For those who missed it, here’s what George Will said:
Romney, supposedly the Republican most electable next November, is a recidivist reviser of his principles who is not only becoming less electable; he might damage GOP chances of capturing the Senate. Republican successes down the ticket will depend on the energies of the Tea Party and other conservatives, who will be deflated by a nominee whose blurry profile in caution communicates only calculated trimming.
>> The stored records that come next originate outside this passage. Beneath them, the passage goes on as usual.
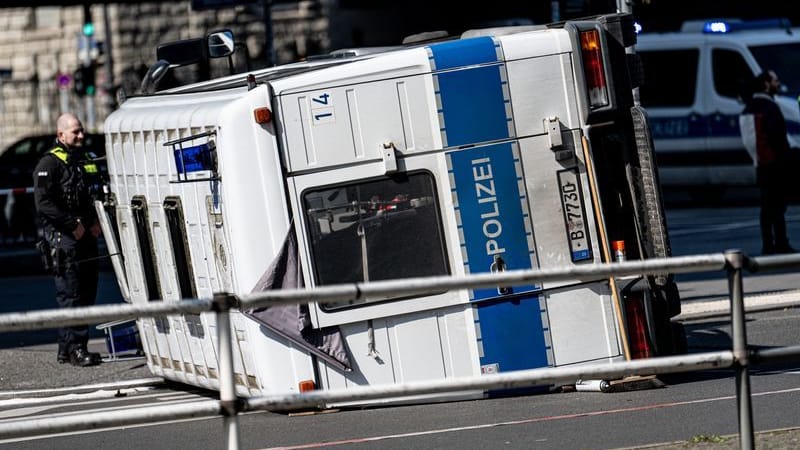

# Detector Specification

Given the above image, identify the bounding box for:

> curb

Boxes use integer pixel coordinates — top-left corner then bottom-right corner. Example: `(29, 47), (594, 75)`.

(673, 289), (800, 321)
(0, 378), (166, 400)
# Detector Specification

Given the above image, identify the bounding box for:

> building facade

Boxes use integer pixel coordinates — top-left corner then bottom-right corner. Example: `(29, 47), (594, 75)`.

(0, 0), (330, 151)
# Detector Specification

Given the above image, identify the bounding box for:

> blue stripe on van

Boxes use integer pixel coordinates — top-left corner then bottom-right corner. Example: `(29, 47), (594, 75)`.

(648, 114), (800, 139)
(430, 37), (509, 146)
(429, 37), (551, 372)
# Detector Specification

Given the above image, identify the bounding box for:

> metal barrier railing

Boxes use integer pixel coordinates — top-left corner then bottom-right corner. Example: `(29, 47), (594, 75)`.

(0, 250), (800, 449)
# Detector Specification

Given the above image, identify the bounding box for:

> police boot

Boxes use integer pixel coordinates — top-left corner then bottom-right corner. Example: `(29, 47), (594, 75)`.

Republicans may have found their Michael Dukakis, a technocratic Massachusetts governor who takes his bearings from “data” (although there is precious little to support Romney’s idea that in-state college tuition for children of illegal immigrants is a powerful magnet for such immigrants) and who believes elections should be about (in Dukakis’s words) “competence,” not “ideology.” But what would President Romney competently do when not pondering ethanol subsidies that he forthrightly says should stop sometime before “forever”? Has conservatism come so far, surmounting so many obstacles, to settle, at a moment of economic crisis, for this?
No one wants to talk about this little detail.
Romney will do fine with some independents but 75% of his own party does not like him. This matters. This matters for volunteers, ground game and enthusiasm.
Anyway, I said this a month ago and I say it again, Mitt is a problematic candidate for Republicans and a dream for Democrats.